# Thread: Surjection/bijection problem

1. ## Surjection/bijection problem

Hi, I've been reading up on injection, surjection and bijection, but I haven't been able to find any examples that can help me figure out the solutions for these two:

1. Let A = {1, 2, 3} and B = {a, b, c, d}. Find one surjection from B to A.

2. Is the following injection and surjection (bijection): f: (0,1) -> (1, e), f(x) = ex

Any help is much appreciated

2. ## Re: Surjection/bijection problem

The diagram should help with the first question ...

For the second question, sketch the graph of $y=e^x$ over the interval $x \in (0,1)$ and note the range.

3. ## Re: Surjection/bijection problem

"Surjection", also called "onto" (as in "f is a function from B onto A), simply means that, for every member of A, y, there is a member of B, x, such that f(x)= y.
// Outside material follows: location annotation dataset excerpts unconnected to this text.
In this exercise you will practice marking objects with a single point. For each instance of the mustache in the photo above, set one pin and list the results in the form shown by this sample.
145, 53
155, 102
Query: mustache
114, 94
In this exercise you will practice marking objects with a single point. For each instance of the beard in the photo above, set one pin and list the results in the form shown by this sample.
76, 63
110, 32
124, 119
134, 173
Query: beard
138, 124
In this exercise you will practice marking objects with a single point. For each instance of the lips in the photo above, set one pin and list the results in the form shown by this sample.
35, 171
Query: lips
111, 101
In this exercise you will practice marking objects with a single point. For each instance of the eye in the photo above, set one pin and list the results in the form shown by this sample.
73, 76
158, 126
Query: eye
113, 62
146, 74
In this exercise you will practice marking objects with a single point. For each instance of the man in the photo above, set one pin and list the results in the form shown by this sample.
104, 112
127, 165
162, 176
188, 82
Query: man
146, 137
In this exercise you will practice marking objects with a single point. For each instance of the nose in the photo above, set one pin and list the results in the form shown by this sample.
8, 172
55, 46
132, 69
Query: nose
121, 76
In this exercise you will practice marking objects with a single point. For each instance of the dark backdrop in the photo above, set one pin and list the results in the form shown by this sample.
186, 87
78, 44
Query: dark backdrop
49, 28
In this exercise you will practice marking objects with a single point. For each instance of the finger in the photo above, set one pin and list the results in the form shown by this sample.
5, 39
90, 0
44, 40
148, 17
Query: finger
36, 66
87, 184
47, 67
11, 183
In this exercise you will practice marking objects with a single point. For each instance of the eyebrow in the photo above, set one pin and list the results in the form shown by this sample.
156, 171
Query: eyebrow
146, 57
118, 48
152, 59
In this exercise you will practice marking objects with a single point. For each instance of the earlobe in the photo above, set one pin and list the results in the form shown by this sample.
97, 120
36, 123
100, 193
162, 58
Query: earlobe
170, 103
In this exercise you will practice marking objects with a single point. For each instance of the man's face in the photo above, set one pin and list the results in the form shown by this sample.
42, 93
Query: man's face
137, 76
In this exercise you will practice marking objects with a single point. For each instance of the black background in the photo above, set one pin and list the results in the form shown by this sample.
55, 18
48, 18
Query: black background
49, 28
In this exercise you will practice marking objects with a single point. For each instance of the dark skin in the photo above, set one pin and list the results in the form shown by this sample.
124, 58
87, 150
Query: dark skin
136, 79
Given that B= {a, b, c, d} and A= {1, 2, 3}, all you have to do is write f(a)= _, f(b)= _, f(c)= _, and f(d)= _, filling in the blanks with members of A, 1, 2, or 3. There are many ways to do that (specifically [tex]4^3= 256 ways). Choose one!

For the second, with $\displaystyle f(x)= e^x$, to determine if it is an "injection", you need to answer: suppose f(x)= f(y) (that is that $\displaystyle e^x= e^y$. Is it necessarily true that x= y? To determine if it is a "bijection", suppose y is any number between 1 and e and that $\displaystyle e^x= y$. Can you solve for x? Is x between 0 and 1?